ベッドサイドランプに明かりを灯した安室が、身体ごとこちらに振り向く。気遣うような色が見えて、ますます申し訳ない気持ちになる。
「大丈夫かい? 身体、どこか辛いところでも……」
慌てて首を振ると、ほっとしたように表情を緩めた。
「ちょっと目が覚めちゃっただけなんだ。ごめんね、僕も起こしちゃった」
「そんなこと気にしないでいいよ。……ほら、いつも無理をさせてるのは僕のほうだしね」
少しからかい気味に囁かれて、閉口してしまう。恋愛経験がゼロに等しい自分には、上手な返しなんてできない。
「安室さんの背中、とーっても頼りがいがあるなって思ってただけだから」
それでも悔しいから、素直に褒めてやろうと思った。いつも羞恥心が優先して捻くれたことを口走ってしまうから、どぎまぎする安室が見られるかもしれない。
「ボクが無茶しても絶対助けてくれるし、そばにいてくれたらすっごく安心するし」
「だから、もう手放せなくなっちゃった?」
「そっ、そうだよ」
爽やかな笑顔で勝手に続きを紡がれて、半ばやけくそ気味に頷いた。
だが、追撃はまだ終わらない。
「僕が隣にいないと落ち着かないんだ」
「お、落ち着かないよ」
「この先何があってもずっといてほしいんだね」
「……いて、ほしいです」
完全な尻すぼみになってしまった。やっぱり、この人には全然かなわない。十二年の差はだいぶ大きい。
「ふふ、まるでプロポーズみたいだね。嬉しいな」
頬を少し赤らめて、満面ではなく喜びを噛みしめるような笑みがリアルすぎて、思わず背中を向けてしまった。もうだめだ、この空気に耐えられない。
「っひ、っ!?」
背中を上から下までそうっとなぞられて、身を捩る。まさか、また……?
「コナン君の背中は、小さいね」
予想に反した言葉だった。次いで、髪の毛のさらさらとした感触が加わる。
「でも、自分でも不思議だと思うんだけど、時々すごく大きく見えるんだ。子どもじゃない、大人に近いかたちに」
心臓がひとつ、大きく跳ねた。
「君と大きな事件を経験して、改めて実感したよ。君は本当に、ただ者じゃない。単なる小学生じゃない」
偽りの小学生だと言いたげな口調だった。
その推理は正しい。ベールを少しずつ剥がされていくような、いやな緊張感が高まっていく。
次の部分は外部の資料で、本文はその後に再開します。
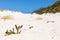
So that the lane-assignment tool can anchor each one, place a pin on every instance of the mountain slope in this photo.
(50, 9)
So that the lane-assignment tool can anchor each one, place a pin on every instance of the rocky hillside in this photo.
(50, 9)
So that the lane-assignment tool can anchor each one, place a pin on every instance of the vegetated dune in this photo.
(54, 8)
(35, 26)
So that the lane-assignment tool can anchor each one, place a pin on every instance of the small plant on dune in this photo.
(9, 32)
(39, 18)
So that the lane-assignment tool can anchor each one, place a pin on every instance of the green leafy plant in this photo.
(7, 17)
(9, 32)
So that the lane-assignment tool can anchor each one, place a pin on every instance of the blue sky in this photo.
(24, 5)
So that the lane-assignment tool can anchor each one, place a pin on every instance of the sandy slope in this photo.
(45, 26)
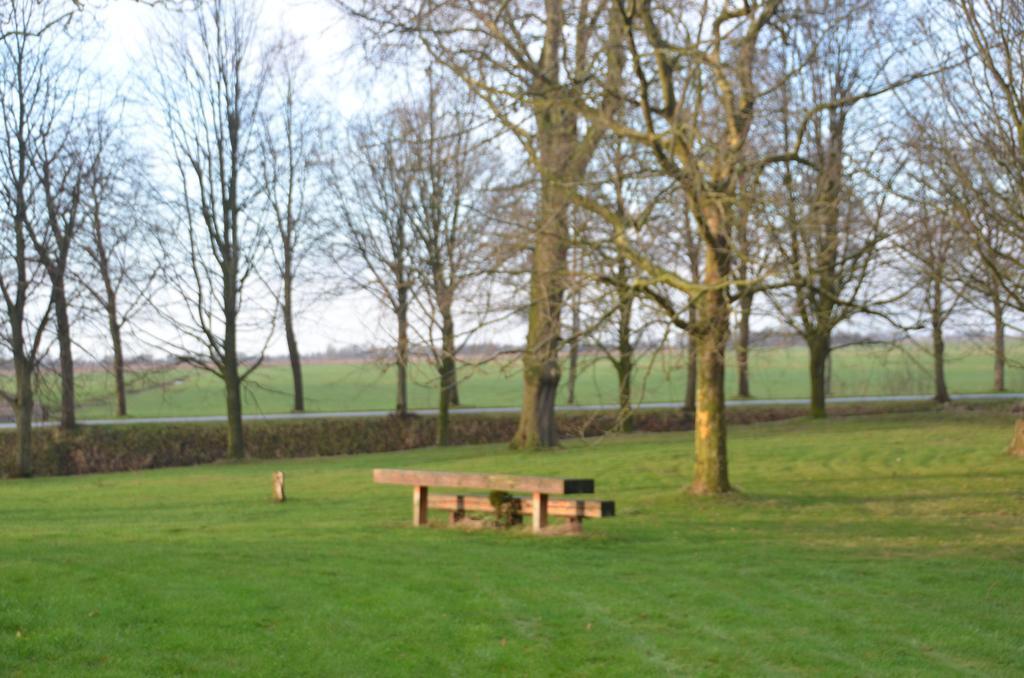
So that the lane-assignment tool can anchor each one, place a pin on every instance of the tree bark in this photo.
(819, 347)
(938, 356)
(401, 351)
(999, 368)
(573, 350)
(448, 376)
(66, 357)
(743, 343)
(232, 388)
(624, 369)
(624, 366)
(689, 403)
(23, 413)
(711, 472)
(229, 368)
(541, 366)
(299, 400)
(119, 362)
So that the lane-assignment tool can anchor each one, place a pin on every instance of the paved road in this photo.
(480, 411)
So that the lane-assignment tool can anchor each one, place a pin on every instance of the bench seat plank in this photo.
(484, 481)
(563, 508)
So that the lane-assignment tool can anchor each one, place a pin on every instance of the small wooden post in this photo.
(1017, 445)
(420, 505)
(540, 511)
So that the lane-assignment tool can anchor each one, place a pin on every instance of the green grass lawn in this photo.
(885, 546)
(775, 373)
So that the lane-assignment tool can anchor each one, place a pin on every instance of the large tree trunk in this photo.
(401, 351)
(690, 398)
(541, 366)
(66, 356)
(119, 359)
(448, 376)
(573, 351)
(230, 371)
(819, 347)
(232, 388)
(743, 343)
(711, 472)
(624, 366)
(939, 359)
(23, 412)
(299, 400)
(999, 368)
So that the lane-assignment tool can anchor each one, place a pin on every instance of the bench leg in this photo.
(420, 505)
(540, 511)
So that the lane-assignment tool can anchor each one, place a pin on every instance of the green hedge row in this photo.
(104, 449)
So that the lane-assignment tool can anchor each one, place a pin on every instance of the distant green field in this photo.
(332, 386)
(883, 546)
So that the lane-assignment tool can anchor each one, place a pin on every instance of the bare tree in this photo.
(208, 80)
(291, 137)
(829, 224)
(452, 169)
(374, 195)
(32, 100)
(119, 273)
(529, 65)
(971, 120)
(930, 244)
(62, 162)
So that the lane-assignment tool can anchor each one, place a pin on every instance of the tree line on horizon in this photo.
(609, 173)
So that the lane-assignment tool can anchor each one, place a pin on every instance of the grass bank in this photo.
(859, 546)
(775, 373)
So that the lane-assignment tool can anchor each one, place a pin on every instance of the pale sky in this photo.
(119, 48)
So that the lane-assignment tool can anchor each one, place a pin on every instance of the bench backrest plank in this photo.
(483, 481)
(567, 508)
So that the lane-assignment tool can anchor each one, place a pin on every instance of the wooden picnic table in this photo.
(540, 505)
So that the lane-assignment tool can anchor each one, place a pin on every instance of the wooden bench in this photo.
(540, 505)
このまま背中を向けていたかったのに、安室が許してくれなかった。上から見下されて、逃げ場を失ってしまう。
「君は、何者なんだ?」
表情は無に近いのに、縋るような声音だった。
今の安室になら、正直に打ち明けてもいいことはわかっている。バーボンとして有利に動こうとも思わないはずだ。
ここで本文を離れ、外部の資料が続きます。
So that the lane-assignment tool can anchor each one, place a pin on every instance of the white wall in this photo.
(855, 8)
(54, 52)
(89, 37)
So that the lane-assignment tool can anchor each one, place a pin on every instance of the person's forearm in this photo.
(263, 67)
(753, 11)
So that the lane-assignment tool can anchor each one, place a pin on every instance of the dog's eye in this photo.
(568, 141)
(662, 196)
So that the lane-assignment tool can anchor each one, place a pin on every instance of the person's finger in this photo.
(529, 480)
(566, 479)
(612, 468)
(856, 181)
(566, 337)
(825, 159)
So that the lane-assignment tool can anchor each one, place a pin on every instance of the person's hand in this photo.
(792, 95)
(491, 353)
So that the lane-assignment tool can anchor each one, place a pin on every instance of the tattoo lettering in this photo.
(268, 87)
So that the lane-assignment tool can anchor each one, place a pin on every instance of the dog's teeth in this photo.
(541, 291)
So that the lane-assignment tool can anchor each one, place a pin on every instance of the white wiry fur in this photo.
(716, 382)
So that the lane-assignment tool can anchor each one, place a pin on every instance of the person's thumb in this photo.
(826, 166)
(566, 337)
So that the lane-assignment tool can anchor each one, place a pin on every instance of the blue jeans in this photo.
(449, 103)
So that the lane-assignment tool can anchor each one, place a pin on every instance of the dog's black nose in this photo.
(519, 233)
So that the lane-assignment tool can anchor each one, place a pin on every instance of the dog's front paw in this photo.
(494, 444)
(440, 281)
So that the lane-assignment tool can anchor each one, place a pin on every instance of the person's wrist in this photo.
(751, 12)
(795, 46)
それでも……自身の、覚悟が足りない。勇気が足りない。臆病が消えない。
どれだけ時間が経っただろう。はやく、何かを答えなければ。怪しまれるばかりだ。
「僕は、江戸川コナンだよ」
ぴくりと、目元が動いたように見えた。
「……でも、あなたの推理は、正しいよ」
それだけを告げるのが、精一杯だった。
二言目をどう受け取ったのか、安室はかすかに口元を緩め、頭をそっと撫でた。
もっと時間を消費すれば、真実を告げられるわけじゃない。
理解はしていても、気持ちがまだ追いつきそうになかった。